The Toronto-based Geopolitical Monitor says that the corridor, though never officially announced, “emerges as a discernible pattern of operations, alliances, and infrastructural ambitions that together suggest a coherent design.”
But Al-Sharaa does not see Syria at risk of division. “Some people desire a process of dividing Syria and trying to establish cantons ... this matter is impossible,” he said in a televised address on Aug. 17.
For its part, Israel justifies its bombing campaign in Syria as an attack on what it calls a government of “terrorists.”
Hayat Tahrir Al-Sham, which led the December assault that ousted Assad, is an Al-Qaeda affiliate. But the US administration, as it softens its approach to post-war Syria, said in early July it was revoking HTS’s designation as a foreign terrorist organization.
However, even as Washington works to balance Israel’s security demands with Syria’s territorial integrity, Israeli forces recently advanced into the southern province of Quneitra.
“Despite the declared hostility, widely interpreted as Israeli hostility toward the Syrian transitional government, both sides remain at the negotiating table, maintaining an open and uncontested political channel,” Hammoud, the Syrian journalist, said.

Analysts say the Netanyahu government reshaping southern Syria’s security landscape while presenting its actions as minority protection. (Reuters)
Israel’s assaults have drawn international condemnation. called them a “flagrant violation” of Syria’s sovereignty and international law. Qatar urged decisive action to halt what it called “repeated attacks on Syrian territory.”
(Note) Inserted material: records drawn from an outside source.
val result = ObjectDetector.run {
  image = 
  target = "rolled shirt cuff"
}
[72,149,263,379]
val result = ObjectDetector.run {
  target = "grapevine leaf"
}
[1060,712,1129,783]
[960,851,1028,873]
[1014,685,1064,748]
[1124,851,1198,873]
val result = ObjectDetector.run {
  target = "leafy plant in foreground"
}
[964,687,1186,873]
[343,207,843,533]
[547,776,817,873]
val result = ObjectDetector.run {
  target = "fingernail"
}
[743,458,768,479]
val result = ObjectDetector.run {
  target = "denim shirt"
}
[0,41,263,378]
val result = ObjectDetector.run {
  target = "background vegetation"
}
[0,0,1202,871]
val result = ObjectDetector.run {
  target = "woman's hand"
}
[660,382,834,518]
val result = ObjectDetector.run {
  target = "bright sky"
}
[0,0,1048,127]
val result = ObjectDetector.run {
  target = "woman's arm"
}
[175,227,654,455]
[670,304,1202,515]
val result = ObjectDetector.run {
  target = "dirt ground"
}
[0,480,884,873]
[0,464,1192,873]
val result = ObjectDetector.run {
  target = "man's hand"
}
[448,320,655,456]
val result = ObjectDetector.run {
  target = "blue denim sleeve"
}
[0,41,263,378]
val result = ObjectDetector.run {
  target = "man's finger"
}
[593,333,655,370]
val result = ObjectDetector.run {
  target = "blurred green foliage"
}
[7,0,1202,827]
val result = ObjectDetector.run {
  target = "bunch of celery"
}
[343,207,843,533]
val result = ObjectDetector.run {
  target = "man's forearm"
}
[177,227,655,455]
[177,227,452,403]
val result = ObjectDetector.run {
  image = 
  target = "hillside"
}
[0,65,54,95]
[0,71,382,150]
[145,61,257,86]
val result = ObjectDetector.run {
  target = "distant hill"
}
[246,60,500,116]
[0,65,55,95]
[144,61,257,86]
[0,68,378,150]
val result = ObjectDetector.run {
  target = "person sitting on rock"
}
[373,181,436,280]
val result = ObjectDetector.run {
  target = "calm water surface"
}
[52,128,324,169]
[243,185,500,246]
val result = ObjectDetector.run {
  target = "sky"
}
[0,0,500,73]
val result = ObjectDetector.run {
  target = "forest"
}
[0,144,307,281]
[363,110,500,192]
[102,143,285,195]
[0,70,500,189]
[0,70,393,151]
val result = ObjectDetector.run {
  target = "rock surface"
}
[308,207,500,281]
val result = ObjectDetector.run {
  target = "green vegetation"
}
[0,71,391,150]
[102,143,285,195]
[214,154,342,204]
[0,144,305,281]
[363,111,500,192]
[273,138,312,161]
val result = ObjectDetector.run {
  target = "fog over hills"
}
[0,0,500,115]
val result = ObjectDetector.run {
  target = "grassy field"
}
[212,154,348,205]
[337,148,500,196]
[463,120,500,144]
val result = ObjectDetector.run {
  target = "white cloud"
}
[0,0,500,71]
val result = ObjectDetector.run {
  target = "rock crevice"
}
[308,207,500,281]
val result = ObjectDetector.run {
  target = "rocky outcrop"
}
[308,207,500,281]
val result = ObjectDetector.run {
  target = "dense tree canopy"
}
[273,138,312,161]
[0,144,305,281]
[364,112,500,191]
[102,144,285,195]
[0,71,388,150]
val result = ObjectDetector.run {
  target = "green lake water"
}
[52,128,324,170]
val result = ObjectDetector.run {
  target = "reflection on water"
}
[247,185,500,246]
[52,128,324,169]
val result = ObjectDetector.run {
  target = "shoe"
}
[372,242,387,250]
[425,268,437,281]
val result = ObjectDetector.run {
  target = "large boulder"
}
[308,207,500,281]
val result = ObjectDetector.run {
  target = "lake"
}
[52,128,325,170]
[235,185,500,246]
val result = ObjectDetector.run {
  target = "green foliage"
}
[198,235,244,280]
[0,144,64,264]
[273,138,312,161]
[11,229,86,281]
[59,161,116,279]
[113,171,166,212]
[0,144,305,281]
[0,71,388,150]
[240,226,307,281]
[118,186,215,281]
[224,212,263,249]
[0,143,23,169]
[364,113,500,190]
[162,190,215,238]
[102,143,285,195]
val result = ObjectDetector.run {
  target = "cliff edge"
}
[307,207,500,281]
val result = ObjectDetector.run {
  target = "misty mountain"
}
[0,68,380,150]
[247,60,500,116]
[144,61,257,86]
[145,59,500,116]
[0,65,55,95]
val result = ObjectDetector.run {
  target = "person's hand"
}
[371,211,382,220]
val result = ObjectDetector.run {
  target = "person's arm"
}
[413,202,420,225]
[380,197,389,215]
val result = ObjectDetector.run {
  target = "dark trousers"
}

On the ground, Israel has entrenched itself. Satellite images analyzed by BBC Verify show new Israeli bases built in and around the UN-patrolled demilitarized zone.
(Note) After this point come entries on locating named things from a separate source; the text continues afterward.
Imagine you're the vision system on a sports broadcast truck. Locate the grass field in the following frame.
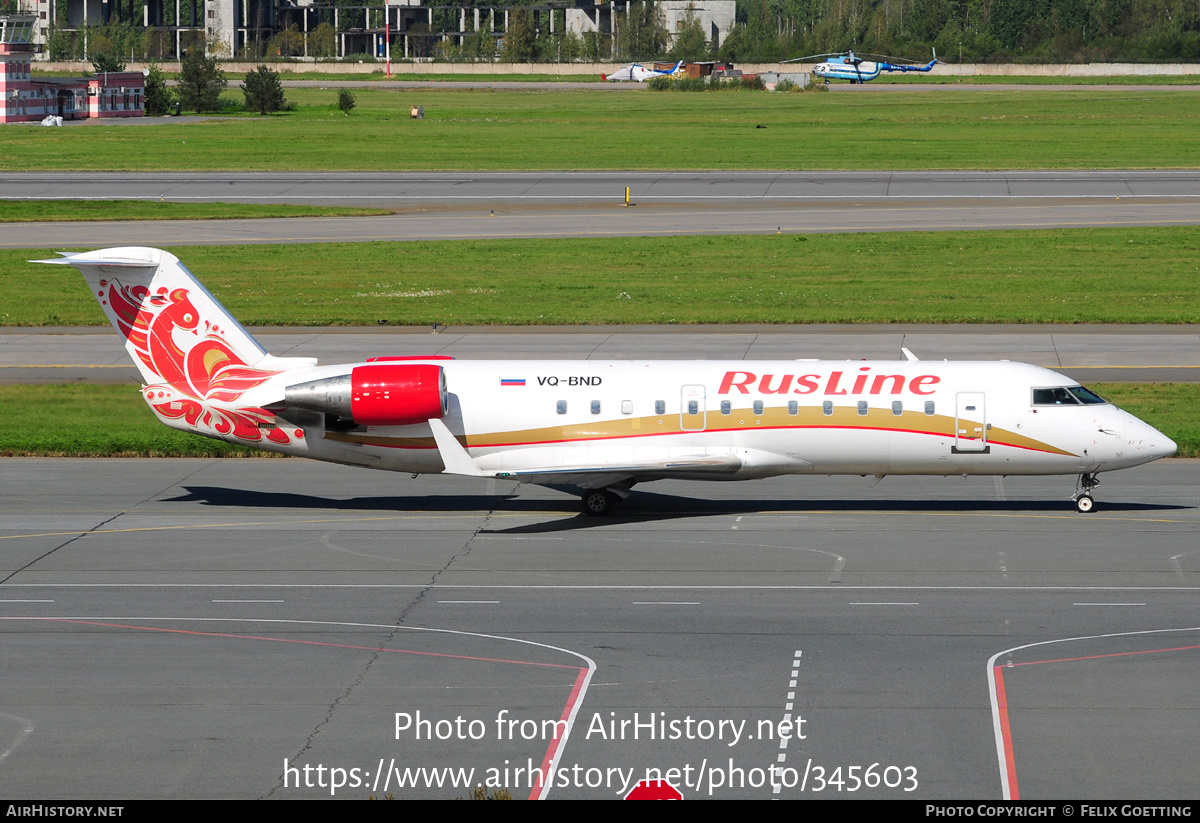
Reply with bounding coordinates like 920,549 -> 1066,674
0,228 -> 1200,326
0,89 -> 1200,172
0,200 -> 391,223
0,383 -> 1200,457
871,68 -> 1200,86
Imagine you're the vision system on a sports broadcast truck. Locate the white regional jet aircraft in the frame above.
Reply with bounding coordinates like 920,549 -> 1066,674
41,247 -> 1175,515
600,60 -> 683,83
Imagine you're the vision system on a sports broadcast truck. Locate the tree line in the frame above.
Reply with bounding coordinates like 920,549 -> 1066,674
35,0 -> 1200,62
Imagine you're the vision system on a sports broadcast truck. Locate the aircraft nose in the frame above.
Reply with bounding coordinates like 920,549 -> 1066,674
1138,421 -> 1178,459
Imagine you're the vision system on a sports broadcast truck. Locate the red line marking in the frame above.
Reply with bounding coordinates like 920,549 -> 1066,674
529,668 -> 588,800
49,618 -> 578,668
1013,645 -> 1200,666
991,666 -> 1021,800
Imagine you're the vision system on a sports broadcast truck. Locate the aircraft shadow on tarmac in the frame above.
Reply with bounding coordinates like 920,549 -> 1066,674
163,486 -> 1196,534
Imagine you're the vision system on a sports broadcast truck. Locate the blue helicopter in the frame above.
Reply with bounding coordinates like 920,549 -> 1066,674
784,50 -> 938,84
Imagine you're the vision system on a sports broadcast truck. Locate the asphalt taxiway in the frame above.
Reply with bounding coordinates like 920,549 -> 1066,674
0,459 -> 1200,799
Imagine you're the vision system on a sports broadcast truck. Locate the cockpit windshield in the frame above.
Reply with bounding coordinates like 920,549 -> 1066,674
1069,386 -> 1108,406
1033,386 -> 1108,406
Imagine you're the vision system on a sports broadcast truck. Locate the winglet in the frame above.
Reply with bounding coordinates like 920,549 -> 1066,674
430,417 -> 494,477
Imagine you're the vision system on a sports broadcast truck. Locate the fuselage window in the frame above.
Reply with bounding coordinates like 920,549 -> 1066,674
1033,389 -> 1079,406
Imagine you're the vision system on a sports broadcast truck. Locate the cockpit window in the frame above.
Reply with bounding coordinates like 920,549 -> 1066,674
1070,386 -> 1108,406
1033,388 -> 1079,406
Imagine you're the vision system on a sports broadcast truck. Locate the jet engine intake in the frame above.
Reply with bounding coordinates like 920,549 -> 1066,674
283,364 -> 448,426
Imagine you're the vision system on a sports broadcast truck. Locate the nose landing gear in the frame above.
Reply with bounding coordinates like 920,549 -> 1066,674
583,488 -> 620,517
1074,473 -> 1100,515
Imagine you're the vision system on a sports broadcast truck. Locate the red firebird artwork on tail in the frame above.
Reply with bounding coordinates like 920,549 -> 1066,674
97,271 -> 292,445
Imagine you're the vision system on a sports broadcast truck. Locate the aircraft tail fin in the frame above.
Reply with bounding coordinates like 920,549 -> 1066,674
34,246 -> 316,401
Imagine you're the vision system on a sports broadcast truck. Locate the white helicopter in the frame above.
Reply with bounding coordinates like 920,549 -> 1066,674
784,50 -> 938,84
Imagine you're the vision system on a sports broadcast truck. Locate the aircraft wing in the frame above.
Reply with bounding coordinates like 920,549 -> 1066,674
430,419 -> 812,488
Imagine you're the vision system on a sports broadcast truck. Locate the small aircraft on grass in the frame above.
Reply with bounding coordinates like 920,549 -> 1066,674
37,247 -> 1175,515
600,60 -> 683,83
784,50 -> 937,84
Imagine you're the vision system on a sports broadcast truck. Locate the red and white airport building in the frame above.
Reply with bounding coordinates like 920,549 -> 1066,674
0,14 -> 145,124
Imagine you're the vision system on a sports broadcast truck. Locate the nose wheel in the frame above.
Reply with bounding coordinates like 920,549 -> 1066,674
1075,474 -> 1100,515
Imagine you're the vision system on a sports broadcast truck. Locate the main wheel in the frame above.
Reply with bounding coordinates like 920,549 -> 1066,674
583,488 -> 618,517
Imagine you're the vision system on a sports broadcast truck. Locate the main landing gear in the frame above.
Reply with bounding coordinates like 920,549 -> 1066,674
1075,474 -> 1100,515
583,488 -> 620,517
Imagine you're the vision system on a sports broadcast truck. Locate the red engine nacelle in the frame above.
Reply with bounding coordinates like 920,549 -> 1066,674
350,364 -> 448,426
At the same time, ties with Kurdish forces in the northeast are believed to have grown. Israel has long supported autonomy for Syrian Kurds, backing their independence referendum in 2017 and later endorsing calls for semi-autonomy in post-Assad Syria.
But also, AANES leaders have sought accommodation with Al-Sharaa’s government. A March agreement between Abdi and Al-Sharaa aimed to integrate Kurdish forces into the transitional government, a deal Washington welcomed as a step toward reconstruction.
However, a recent eruption of clashes between the SDF and government forces in parts of Deir Ezzor and Aleppo underscored the deal’s fragility.
Some see opportunity in the “David Corridor” speculation. Ashtyako Poorkarim, head of the Kurdistan Independence Movement in Iran, wrote in The Times of Israel that a David’s Corridor could serve as “a new bridge between Israel, Kurdistan and the West.”

Israeli Druze greet Syrian Druze who cross the border from Syria. (Reuters)
But Hammoud dismissed the idea as little more than rumor. “Frankly, I don’t believe the project exists beyond rumors and political analysis that aspires to turn speculation into reality,” he said, stressing that “there is no concrete field or operational evidence for such a corridor.”
“The complex geographic and demographic changes make the project unfeasible,” he told Arab News. “The overlap of international and regional powers (the international actors who will lose their access in Syria with such a project) creates almost insurmountable obstacles to its implementation.”
Hammoud believes “the idea is used more as a tool of pressure and mobilization than as a realistic plan,” adding that “local and military actors (including Druze) have denied all claims about the existence of or support for such a route.”
“David’s Corridor” may very well remain a rumor, but Israel’s strikes, incursions and bases undeniably have created new facts on the ground. Under the circumstance, the greater question is whether unity can prevail in a Syria struggling with unrest long after its civil war has ended.